Ce matin là, Harry se réveilla une fois encore en sueur, tremblant mais pas pour la même raison que d'habitude. Non, il n'avait pas fait de cauchemar, il avait plutôt rêvé. Et son rêve se faisait encore sentir très nettement dans son bas de pyjama. Il avait imaginé Draco dans une position fort intéressante, qui le faisait rougir rien qu'en y repensant. Il conjura une horloge et remarqua qu'il était 6h30 du matin. Il avait largement le temps de régler son problème dans la salle de bain avant que les autres ne se réveillent.

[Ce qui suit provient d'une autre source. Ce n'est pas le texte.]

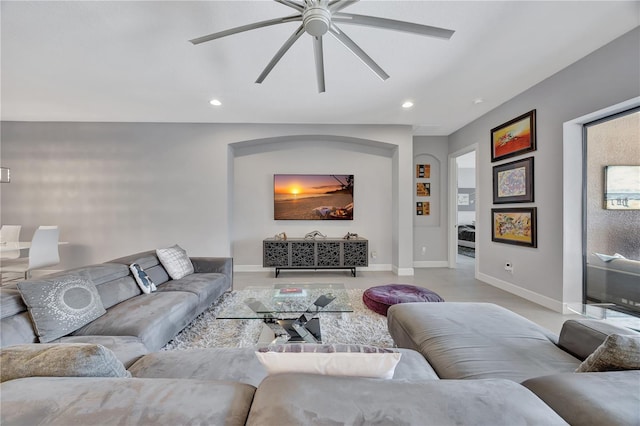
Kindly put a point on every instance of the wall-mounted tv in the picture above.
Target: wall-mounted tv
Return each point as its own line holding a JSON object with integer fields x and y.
{"x": 312, "y": 197}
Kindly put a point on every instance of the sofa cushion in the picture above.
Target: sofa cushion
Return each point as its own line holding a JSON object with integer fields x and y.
{"x": 241, "y": 365}
{"x": 116, "y": 401}
{"x": 175, "y": 261}
{"x": 477, "y": 341}
{"x": 309, "y": 399}
{"x": 61, "y": 305}
{"x": 128, "y": 349}
{"x": 208, "y": 287}
{"x": 583, "y": 336}
{"x": 59, "y": 360}
{"x": 154, "y": 318}
{"x": 618, "y": 352}
{"x": 333, "y": 360}
{"x": 591, "y": 399}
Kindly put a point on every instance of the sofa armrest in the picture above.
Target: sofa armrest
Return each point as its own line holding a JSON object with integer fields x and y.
{"x": 581, "y": 337}
{"x": 220, "y": 265}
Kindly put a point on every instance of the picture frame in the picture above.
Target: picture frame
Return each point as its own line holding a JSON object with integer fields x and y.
{"x": 622, "y": 187}
{"x": 423, "y": 171}
{"x": 515, "y": 225}
{"x": 514, "y": 137}
{"x": 423, "y": 208}
{"x": 513, "y": 182}
{"x": 423, "y": 189}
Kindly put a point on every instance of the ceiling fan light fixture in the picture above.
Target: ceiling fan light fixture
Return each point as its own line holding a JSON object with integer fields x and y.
{"x": 316, "y": 20}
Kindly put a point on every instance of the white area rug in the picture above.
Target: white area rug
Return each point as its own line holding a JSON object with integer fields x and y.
{"x": 362, "y": 326}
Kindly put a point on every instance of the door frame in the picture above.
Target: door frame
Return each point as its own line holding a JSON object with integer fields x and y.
{"x": 452, "y": 220}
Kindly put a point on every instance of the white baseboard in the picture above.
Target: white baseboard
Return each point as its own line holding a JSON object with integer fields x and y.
{"x": 431, "y": 264}
{"x": 532, "y": 296}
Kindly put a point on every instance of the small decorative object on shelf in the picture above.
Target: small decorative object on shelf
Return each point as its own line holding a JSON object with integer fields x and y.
{"x": 313, "y": 235}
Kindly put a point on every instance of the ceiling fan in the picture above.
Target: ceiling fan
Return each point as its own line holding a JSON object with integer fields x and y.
{"x": 320, "y": 17}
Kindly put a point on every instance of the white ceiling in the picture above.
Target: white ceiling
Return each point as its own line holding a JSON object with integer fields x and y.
{"x": 131, "y": 61}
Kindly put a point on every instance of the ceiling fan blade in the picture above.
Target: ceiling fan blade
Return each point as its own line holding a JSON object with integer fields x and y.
{"x": 318, "y": 53}
{"x": 291, "y": 3}
{"x": 248, "y": 27}
{"x": 391, "y": 24}
{"x": 338, "y": 5}
{"x": 285, "y": 47}
{"x": 355, "y": 49}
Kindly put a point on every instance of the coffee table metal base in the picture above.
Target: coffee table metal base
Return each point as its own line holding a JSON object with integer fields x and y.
{"x": 274, "y": 331}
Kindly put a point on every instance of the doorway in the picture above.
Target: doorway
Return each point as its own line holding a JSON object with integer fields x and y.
{"x": 463, "y": 198}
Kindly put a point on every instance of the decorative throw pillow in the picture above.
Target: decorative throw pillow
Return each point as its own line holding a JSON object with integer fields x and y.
{"x": 618, "y": 352}
{"x": 175, "y": 261}
{"x": 144, "y": 281}
{"x": 333, "y": 360}
{"x": 61, "y": 305}
{"x": 59, "y": 360}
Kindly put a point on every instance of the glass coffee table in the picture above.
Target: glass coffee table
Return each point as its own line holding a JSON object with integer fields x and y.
{"x": 290, "y": 312}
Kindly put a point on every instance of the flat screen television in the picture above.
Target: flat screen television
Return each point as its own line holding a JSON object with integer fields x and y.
{"x": 312, "y": 197}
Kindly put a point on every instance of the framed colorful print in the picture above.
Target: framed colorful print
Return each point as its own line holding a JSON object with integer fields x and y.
{"x": 423, "y": 171}
{"x": 622, "y": 187}
{"x": 513, "y": 182}
{"x": 515, "y": 225}
{"x": 514, "y": 137}
{"x": 423, "y": 189}
{"x": 423, "y": 208}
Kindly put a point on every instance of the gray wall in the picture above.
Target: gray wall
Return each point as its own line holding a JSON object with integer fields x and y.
{"x": 606, "y": 77}
{"x": 118, "y": 188}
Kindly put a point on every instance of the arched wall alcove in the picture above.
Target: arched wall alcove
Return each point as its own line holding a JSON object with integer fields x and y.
{"x": 252, "y": 164}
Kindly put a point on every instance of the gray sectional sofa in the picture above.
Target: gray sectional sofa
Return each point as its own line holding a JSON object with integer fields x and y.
{"x": 462, "y": 363}
{"x": 134, "y": 323}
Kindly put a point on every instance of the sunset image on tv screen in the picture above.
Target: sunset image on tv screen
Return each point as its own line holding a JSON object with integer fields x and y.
{"x": 313, "y": 197}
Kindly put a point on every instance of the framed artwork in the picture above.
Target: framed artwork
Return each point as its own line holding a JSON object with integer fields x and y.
{"x": 513, "y": 182}
{"x": 515, "y": 225}
{"x": 514, "y": 137}
{"x": 423, "y": 171}
{"x": 423, "y": 189}
{"x": 423, "y": 208}
{"x": 622, "y": 187}
{"x": 466, "y": 199}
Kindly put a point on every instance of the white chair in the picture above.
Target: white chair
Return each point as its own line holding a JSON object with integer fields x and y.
{"x": 9, "y": 237}
{"x": 43, "y": 252}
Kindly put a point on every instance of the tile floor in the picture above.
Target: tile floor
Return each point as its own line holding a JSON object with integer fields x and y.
{"x": 454, "y": 285}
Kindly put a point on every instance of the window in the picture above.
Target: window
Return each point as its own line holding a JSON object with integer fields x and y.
{"x": 611, "y": 207}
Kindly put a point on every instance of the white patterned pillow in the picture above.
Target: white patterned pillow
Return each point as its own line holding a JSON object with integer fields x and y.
{"x": 333, "y": 360}
{"x": 175, "y": 261}
{"x": 61, "y": 305}
{"x": 144, "y": 281}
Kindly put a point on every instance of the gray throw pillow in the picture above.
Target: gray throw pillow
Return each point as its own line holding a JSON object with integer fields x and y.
{"x": 59, "y": 360}
{"x": 175, "y": 261}
{"x": 618, "y": 352}
{"x": 61, "y": 305}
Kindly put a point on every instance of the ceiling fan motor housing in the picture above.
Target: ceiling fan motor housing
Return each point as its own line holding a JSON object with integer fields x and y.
{"x": 316, "y": 20}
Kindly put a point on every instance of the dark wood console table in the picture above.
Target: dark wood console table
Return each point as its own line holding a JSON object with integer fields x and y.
{"x": 320, "y": 253}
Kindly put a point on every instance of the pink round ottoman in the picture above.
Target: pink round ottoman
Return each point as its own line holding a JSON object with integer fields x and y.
{"x": 379, "y": 298}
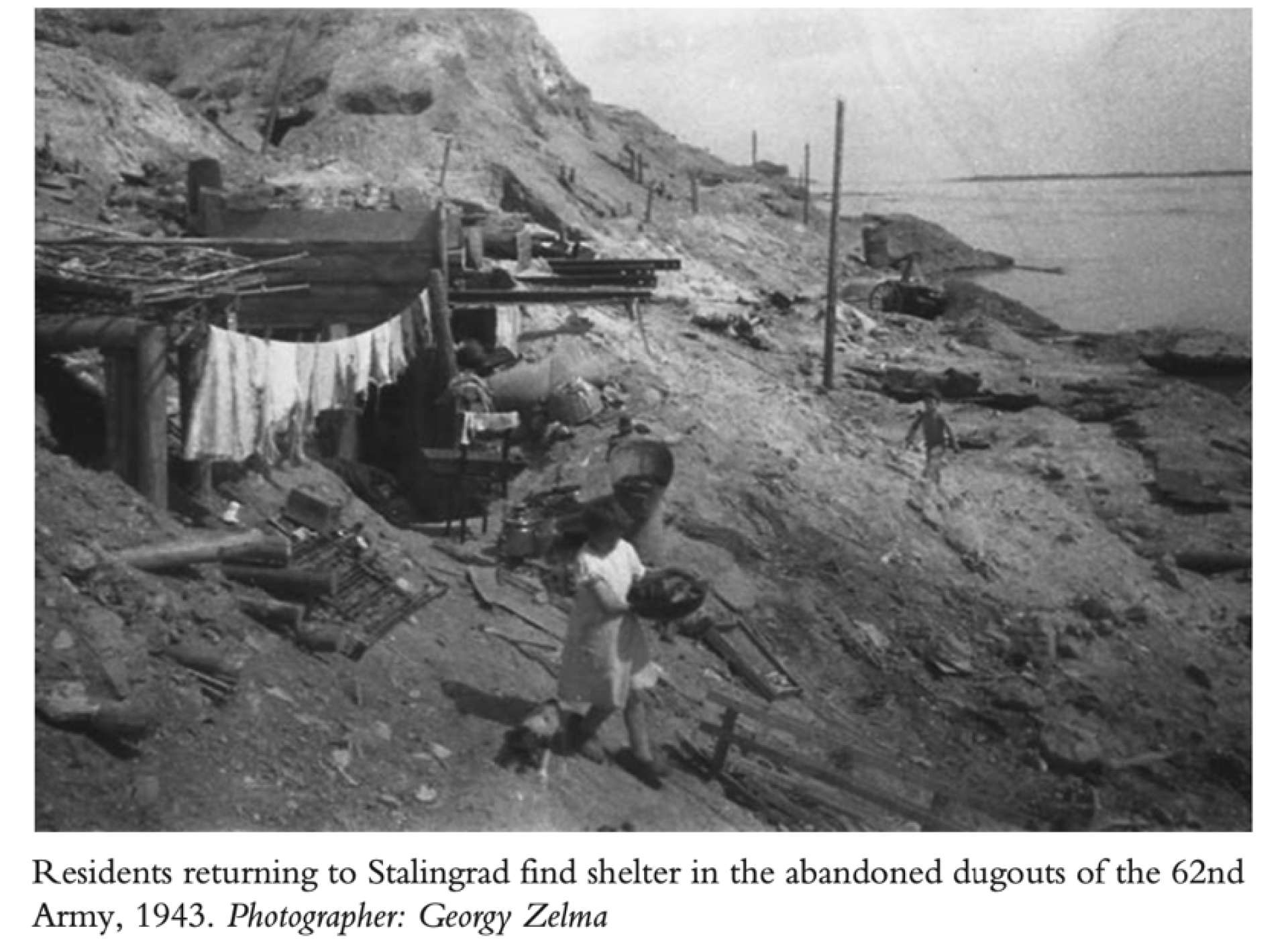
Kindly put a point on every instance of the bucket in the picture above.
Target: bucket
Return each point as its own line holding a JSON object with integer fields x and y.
{"x": 641, "y": 470}
{"x": 876, "y": 247}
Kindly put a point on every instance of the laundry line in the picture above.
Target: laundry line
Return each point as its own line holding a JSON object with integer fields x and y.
{"x": 253, "y": 390}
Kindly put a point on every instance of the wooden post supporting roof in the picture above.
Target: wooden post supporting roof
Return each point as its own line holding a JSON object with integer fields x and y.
{"x": 151, "y": 429}
{"x": 136, "y": 369}
{"x": 805, "y": 183}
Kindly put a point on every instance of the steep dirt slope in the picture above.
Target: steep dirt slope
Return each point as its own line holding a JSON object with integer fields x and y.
{"x": 1026, "y": 632}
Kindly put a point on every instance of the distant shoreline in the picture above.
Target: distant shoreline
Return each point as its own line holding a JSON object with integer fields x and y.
{"x": 1049, "y": 178}
{"x": 1136, "y": 174}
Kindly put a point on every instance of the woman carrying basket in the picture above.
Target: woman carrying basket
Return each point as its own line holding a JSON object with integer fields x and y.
{"x": 606, "y": 659}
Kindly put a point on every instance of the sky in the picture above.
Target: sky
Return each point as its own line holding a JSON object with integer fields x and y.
{"x": 930, "y": 93}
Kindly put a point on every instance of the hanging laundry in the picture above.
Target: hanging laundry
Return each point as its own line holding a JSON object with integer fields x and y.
{"x": 256, "y": 389}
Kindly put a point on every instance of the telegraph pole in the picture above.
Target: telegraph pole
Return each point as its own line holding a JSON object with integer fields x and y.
{"x": 805, "y": 183}
{"x": 830, "y": 326}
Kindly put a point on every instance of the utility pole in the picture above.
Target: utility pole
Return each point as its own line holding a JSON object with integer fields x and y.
{"x": 830, "y": 325}
{"x": 805, "y": 183}
{"x": 277, "y": 91}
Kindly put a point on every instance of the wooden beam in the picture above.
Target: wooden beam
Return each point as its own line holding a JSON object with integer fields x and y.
{"x": 537, "y": 296}
{"x": 885, "y": 800}
{"x": 151, "y": 427}
{"x": 837, "y": 737}
{"x": 71, "y": 333}
{"x": 183, "y": 553}
{"x": 120, "y": 384}
{"x": 193, "y": 364}
{"x": 441, "y": 323}
{"x": 274, "y": 614}
{"x": 723, "y": 741}
{"x": 289, "y": 582}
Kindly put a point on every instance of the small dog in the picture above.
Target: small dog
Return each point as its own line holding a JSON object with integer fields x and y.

Il entra donc en trombe dans la douche et ouvrit le robinet d'eau froide au maximum. Il ferma les yeux et essaya de penser à autre chose qu'à la bouche de Draco et à ce qu'elle lui faisait dan son rêve. Très mauvaise idée, même sous la douche froide, les images étaient trop intenses pour faire tomber son excitation. Il se résolut à tourner le robinet d'eau chaude et à porter la main à son érection impressionnante. Il poussa un soupir de soulagement quand il commença de lents mouvements de va et viens sur son pénis douloureux. Puis, au fur et à mesure, il accéléra le mouvement, il laissait s'échapper son esprit et imaginait que la main qui tenait fermement sa hampe dressée était celle de Draco, son fantasme ambulant. Le plaisir était si intense qu'il du se mettre à genoux, ses jambes menaçant de lâcher à tout moment. Il se mordait l'intérieur de la joue pour s'empêcher de crier son plaisir et sentit le goût du sang dans sa bouche quand il se libéra enfin contre les parois de la douche. Il reprit lentement son souffle en se relevant. Il se savonna, effaça toute trace de son activité matinale et retourna tout habillé dans le dortoir. Il prit ses affaires de cours et descendit dans la salle commune où déjà quelques personnes s'étaient regroupées. Il était mort de honte de s'être donné du plaisir sur le dos de Draco.